What’s new with you guys? Putting up any tasty Fall goods… pumpkins, apples, beets? Though a little late in the season (this depends on your summer temperatures), a friend of mine just surprised me with a flat of homegrown tomatillos. Yahtzee! Since the first time I laid eyes on the young plants earlier this summer, I’ve been eagerly awaiting the harvest of these husked green fruits. You can definitely expect some sort of salsa verde coming to a blog near you.
- 6 pounds sweet onions (vidalia)
- 2 cups white sugar
- 1-1/2 cup apple cider vinegar
- 1 tsp lemon zest
- 1/2 tsp kosher salt
- 1/4 cup fresh minced sage
- 1 box powdered pectin
- Pre-heat oven to 425F.
- Place unpeeled whole onions on a baking sheet. Roast until the skins are deep golden brown and blistered and the inner parts are very tender throughout and yield when pierced with a sharp knife, an hour or longer, depending on the size.
- When time is up remove onions from oven, let cool long enough to handle then remove skin and quarter. In batches puree onions in a blender/food processor.

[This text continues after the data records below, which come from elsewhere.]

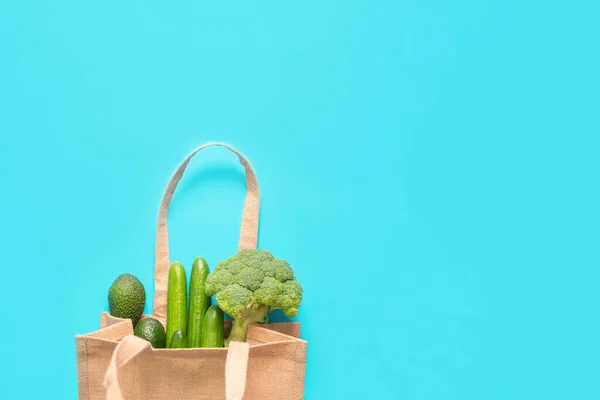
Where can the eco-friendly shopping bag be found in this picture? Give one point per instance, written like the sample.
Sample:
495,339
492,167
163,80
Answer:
114,364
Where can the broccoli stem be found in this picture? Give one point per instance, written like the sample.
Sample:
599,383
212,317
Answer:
239,327
239,331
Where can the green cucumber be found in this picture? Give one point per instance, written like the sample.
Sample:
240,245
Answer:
176,301
212,334
179,340
199,301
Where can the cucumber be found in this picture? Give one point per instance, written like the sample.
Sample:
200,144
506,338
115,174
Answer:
176,301
199,301
179,340
212,334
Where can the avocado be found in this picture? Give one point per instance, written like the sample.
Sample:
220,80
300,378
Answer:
151,330
127,298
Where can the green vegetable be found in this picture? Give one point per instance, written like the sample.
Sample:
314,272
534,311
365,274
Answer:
251,284
179,340
127,298
152,330
199,301
212,335
176,301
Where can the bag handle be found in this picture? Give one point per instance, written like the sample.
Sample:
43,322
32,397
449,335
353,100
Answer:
236,366
248,230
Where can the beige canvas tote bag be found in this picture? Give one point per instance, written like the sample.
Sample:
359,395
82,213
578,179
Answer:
114,364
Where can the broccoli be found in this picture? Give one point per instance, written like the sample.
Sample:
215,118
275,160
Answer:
249,285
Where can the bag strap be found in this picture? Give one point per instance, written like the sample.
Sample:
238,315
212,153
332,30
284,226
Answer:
248,230
236,366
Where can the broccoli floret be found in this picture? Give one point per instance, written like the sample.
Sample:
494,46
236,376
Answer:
251,284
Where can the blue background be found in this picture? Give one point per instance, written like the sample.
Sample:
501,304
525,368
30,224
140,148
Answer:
429,168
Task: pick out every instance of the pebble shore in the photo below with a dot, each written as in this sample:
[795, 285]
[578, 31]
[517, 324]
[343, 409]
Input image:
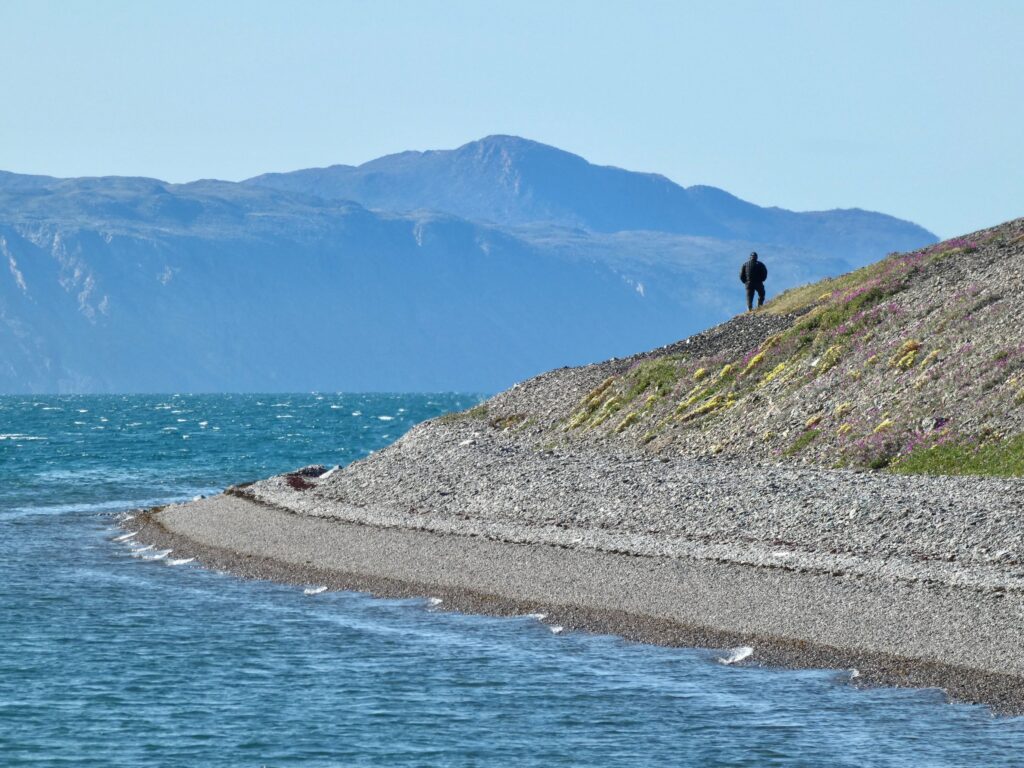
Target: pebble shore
[797, 563]
[894, 580]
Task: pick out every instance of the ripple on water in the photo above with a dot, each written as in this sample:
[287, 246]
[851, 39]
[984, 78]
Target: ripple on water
[107, 659]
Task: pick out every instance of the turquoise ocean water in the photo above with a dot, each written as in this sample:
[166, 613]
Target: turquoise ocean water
[108, 658]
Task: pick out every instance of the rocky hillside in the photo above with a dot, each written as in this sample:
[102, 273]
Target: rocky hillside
[914, 363]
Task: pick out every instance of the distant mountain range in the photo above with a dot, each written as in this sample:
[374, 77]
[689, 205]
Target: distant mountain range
[461, 269]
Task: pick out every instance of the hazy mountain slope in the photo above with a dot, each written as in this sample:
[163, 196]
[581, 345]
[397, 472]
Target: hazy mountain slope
[516, 182]
[915, 361]
[137, 285]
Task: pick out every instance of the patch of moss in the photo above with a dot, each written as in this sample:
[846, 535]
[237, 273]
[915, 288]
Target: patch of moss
[805, 439]
[660, 374]
[997, 459]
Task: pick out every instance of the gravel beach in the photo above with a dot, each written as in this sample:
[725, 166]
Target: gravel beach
[535, 502]
[799, 564]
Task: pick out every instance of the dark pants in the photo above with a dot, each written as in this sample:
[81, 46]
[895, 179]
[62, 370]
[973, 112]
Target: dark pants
[751, 289]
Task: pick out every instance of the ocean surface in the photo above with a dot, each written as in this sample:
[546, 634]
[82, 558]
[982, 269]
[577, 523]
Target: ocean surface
[112, 657]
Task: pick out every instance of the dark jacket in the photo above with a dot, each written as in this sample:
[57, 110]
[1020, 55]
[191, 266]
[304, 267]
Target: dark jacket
[753, 272]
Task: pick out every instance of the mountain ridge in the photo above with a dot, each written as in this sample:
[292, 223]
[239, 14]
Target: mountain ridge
[133, 284]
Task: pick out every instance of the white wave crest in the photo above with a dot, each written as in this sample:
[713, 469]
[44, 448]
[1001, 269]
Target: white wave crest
[736, 654]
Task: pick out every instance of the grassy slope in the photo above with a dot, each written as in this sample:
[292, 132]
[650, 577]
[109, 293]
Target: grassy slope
[914, 364]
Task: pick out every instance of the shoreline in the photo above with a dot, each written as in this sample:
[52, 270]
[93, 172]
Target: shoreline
[893, 633]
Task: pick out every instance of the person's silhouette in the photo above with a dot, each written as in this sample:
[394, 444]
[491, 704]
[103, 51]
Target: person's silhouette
[753, 274]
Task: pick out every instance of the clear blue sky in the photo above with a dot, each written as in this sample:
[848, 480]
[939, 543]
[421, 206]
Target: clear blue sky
[913, 109]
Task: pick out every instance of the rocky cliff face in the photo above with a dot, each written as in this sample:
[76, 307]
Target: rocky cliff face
[914, 363]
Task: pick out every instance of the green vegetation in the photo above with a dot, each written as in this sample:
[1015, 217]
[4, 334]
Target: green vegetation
[662, 374]
[996, 459]
[803, 441]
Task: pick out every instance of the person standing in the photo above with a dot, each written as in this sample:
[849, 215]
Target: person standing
[753, 274]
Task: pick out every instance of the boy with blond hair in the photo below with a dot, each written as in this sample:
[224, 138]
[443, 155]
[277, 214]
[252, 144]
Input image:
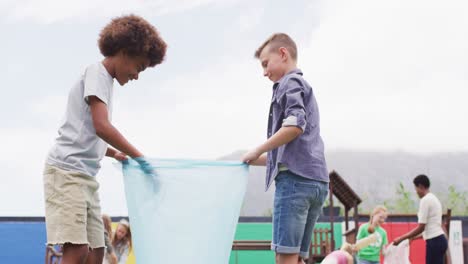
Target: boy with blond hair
[293, 152]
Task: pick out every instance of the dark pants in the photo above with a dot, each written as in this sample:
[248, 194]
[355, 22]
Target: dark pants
[435, 250]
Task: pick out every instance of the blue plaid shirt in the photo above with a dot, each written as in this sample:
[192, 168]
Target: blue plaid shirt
[293, 104]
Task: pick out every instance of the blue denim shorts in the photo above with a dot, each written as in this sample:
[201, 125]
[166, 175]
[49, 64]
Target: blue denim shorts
[297, 205]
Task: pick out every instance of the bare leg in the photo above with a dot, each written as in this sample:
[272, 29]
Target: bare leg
[95, 256]
[74, 254]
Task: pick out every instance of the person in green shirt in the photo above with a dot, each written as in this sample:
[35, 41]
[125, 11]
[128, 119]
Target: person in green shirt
[371, 253]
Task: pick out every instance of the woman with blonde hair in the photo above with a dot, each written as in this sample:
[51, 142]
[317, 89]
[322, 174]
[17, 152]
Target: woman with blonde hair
[122, 241]
[371, 253]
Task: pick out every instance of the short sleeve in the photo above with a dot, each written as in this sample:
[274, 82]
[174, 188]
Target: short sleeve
[293, 104]
[96, 84]
[423, 212]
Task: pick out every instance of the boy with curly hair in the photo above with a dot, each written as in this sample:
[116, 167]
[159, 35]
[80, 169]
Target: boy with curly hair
[73, 215]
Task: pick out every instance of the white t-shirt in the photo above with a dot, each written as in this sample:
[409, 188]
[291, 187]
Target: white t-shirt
[430, 213]
[77, 147]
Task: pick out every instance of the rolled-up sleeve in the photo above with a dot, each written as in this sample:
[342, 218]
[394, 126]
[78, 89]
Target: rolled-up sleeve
[293, 105]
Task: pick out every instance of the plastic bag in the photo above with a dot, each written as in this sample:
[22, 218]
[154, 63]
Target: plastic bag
[397, 254]
[187, 213]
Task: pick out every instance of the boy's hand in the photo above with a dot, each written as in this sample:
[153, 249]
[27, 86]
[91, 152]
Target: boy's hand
[145, 166]
[251, 156]
[120, 156]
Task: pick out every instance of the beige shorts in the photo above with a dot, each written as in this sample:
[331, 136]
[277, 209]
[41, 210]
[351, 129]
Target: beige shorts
[73, 213]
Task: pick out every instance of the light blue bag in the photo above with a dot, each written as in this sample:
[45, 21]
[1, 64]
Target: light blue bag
[187, 213]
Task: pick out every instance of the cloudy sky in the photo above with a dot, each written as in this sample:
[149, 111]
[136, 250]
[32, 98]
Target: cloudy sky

- In a large-sized, non-ionized pot, combine pureed onions, apple cider vinegar, sugar, and lemon zest. Cook down over low heat for 1 hour and a half.
- Stir in minced sage and salt and cook for an additional 5 minutes.
- Add powdered pectin and cook hard for 1 minute. Remove from heat.
- Ladle jam into warm pint or half pint jars leaving approximately 1/4 inch headspace. Wipe rims, apply lids and rings (finger tight), and then process in a hot water bath for 10 minutes.
- Remove jars from canner and let cool on a folded towel for 12-24 hours.